Powers in a class variable declaration?


#1

Hi, I was wondering how to get around this.

[php]
class SIPrefix
{ protected static $factor = array(
‘yotta’ => pow( 10, 24 ),
‘zetta’ => pow( 10, 21 )
);
}
[/php]( this is a mere example, nothing useful or concrete )

This isn’t going to work. However I do want ‘yotta’ to point at 10^24.
For decimals I can catch this with 10e24, but how about powers of 2?


#2

Right now I’m going for the somewhat hakkitakki solution of using an ‘init()’.

[php]
class SIPrefix
{ protected static $power = array(
‘yotta’ => 24,
‘zetta’ => 21
);
protected static $factor = array();

public static function init()
{  foreach ( $power as $prefix => $pow )
    {  $factor[$prefix] = pow( 10, $pow );
    }
}

}

SIPrefix::init();
[/php] ( this is a mere example, nothing useful or concrete )

That seems to work but doesn’t get points for elegance. (IMHO)

( BTW, the 10e5 notation doesn’t like 10e-2 )


#3

Well, it seems that the “pow” function does not work with decimals.
Looking at the details on this function at: http://php.net/manual/en/function.pow.php
I found around the 8th user post down the page a bit had a solution for using decimals.
The “pow” function also does not work with certain factors. It seems the problem might be how the variable is declared. General numbers are limited to something like 16 chars. So, the results can be truncated.
Also, once you add in a negative power, same issue, limited to a certain number of chars.

I would look at the other math functions such as “exp”. One very important note is that the negative
powers work more correctly in higher versions of PHP. They do not work well in older versions, but,
seem to work better in version 5+… So, check your PHP version.


#4

The problem is that in that location PHP won’t accept any functions. Or operators.
Yet I seriously do not feel like typing out a googleplex.

I don’t see where the decimals come in, I’m only using base 10 and integer exponents.

The exp function doesn’t change anything to the problem. exp will also cause an error.
I mentioned the ‘e’ notation, that helped with positive powers of ten. ( So I’d still have to type 0.0000000000000001 completely… and it’s easy to skip a ‘0’ )
I’m getting the feeling the init() solution is the only thing that works. (But I don’t like it)


#5

Well, I do not really understand what you need. You mentioned you only need integers and powers of ten.
But, you also talked about ‘E’ values and typing .000…001 …

I looked at the PHP POW function and it should be able to create any decimal power you need. The only issue is that it will not go over a max amount which is limited by the way that PHP stores numbers. PHP uses floats, or signed 32-bit ints to store numbers. This is a tight limit on size of the results and usually turns it into an ‘E’ value.

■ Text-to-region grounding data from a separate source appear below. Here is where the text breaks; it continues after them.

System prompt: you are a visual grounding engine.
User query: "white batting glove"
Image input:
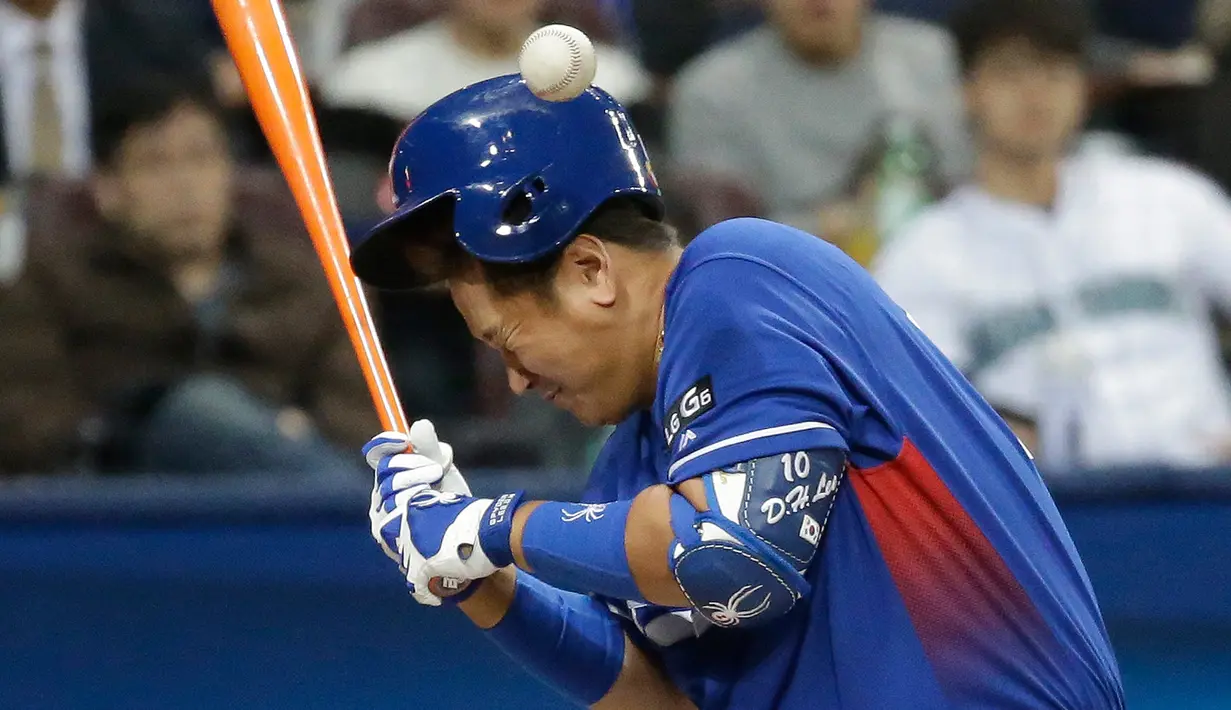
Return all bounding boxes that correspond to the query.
[363,420,470,564]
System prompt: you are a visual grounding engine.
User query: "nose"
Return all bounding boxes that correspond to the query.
[505,367,533,395]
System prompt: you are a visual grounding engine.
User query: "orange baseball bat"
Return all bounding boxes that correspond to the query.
[213,0,470,597]
[213,0,410,432]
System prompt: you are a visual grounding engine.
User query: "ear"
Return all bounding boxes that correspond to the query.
[556,234,618,306]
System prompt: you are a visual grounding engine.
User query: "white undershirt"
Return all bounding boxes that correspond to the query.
[0,0,90,177]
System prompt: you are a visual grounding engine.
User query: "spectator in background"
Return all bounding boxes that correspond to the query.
[0,0,90,182]
[667,0,968,257]
[0,79,375,474]
[874,0,1231,470]
[321,0,649,121]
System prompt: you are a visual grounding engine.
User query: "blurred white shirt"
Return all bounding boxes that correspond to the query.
[873,154,1231,468]
[321,20,650,121]
[0,0,90,177]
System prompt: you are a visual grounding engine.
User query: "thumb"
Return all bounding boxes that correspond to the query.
[410,420,451,468]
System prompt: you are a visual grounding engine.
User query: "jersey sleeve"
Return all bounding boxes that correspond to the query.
[659,257,852,484]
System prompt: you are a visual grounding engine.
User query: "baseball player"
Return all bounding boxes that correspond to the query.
[352,76,1124,710]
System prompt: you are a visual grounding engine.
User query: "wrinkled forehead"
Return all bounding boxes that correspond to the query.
[446,266,508,342]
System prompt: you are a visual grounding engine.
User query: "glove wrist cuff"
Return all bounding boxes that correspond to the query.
[479,491,526,568]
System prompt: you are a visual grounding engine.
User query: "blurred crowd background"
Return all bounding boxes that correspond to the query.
[0,0,1231,475]
[0,0,1231,708]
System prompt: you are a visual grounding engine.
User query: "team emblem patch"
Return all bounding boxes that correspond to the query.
[662,375,714,448]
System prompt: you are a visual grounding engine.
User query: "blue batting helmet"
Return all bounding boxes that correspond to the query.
[351,75,662,289]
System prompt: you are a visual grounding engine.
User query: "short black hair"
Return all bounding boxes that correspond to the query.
[949,0,1093,74]
[90,74,225,166]
[414,197,680,300]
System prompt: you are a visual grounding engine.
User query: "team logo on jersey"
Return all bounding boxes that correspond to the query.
[700,584,773,626]
[662,375,714,448]
[560,503,607,523]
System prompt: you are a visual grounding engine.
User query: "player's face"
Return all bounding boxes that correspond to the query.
[452,0,543,32]
[449,243,652,426]
[95,103,234,262]
[767,0,868,62]
[966,39,1086,160]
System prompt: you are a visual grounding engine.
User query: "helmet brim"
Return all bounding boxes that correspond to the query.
[351,193,449,290]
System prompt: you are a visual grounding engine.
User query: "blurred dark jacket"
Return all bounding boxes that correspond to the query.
[0,168,378,473]
[85,0,225,111]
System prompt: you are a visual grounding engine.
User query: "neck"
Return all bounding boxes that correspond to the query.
[448,17,534,59]
[171,253,223,303]
[634,247,683,407]
[975,151,1060,207]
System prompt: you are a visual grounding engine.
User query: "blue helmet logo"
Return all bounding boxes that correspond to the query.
[351,75,662,288]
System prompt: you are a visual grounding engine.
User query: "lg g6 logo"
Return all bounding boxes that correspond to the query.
[662,375,714,448]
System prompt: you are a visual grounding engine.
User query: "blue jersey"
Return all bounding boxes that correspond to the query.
[585,219,1124,710]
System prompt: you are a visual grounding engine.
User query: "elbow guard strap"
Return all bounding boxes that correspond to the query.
[668,493,810,628]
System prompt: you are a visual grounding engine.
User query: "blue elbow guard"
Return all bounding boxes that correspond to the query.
[670,493,810,629]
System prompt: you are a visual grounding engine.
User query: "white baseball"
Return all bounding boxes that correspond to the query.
[517,25,598,101]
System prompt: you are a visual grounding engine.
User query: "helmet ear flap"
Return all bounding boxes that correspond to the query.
[500,175,548,230]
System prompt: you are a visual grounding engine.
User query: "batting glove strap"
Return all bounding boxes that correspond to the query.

You could use GMP math functions, but, they limit it to 10-to-the-50th powers.

You can use the BC-math version which is supposed to be for larger numbers. But, the question for you is why you need this and does it have to be a number? If your numbers are used in math functions, then might try the BCmath fuctions. Such as bcpow(); If not needed for math, but, for display purposes, you could create a simple text function to simulate the numbers.

Sorry if I have not given you an exact answer, but, 32 bits is 32 bits… Hope it helps someway…


#6

Thank you ErnieAlex.
I guess I’m just trying to do things where I’m not supposed to do them. You are right on the functions you mentioned, they do the calculations I want. Just not in the location where I try to do them. With the initialisation method I can get it all to work. I should just use that and not try to make things too ‘beautiful’. ( that’s a strictly personal opinion )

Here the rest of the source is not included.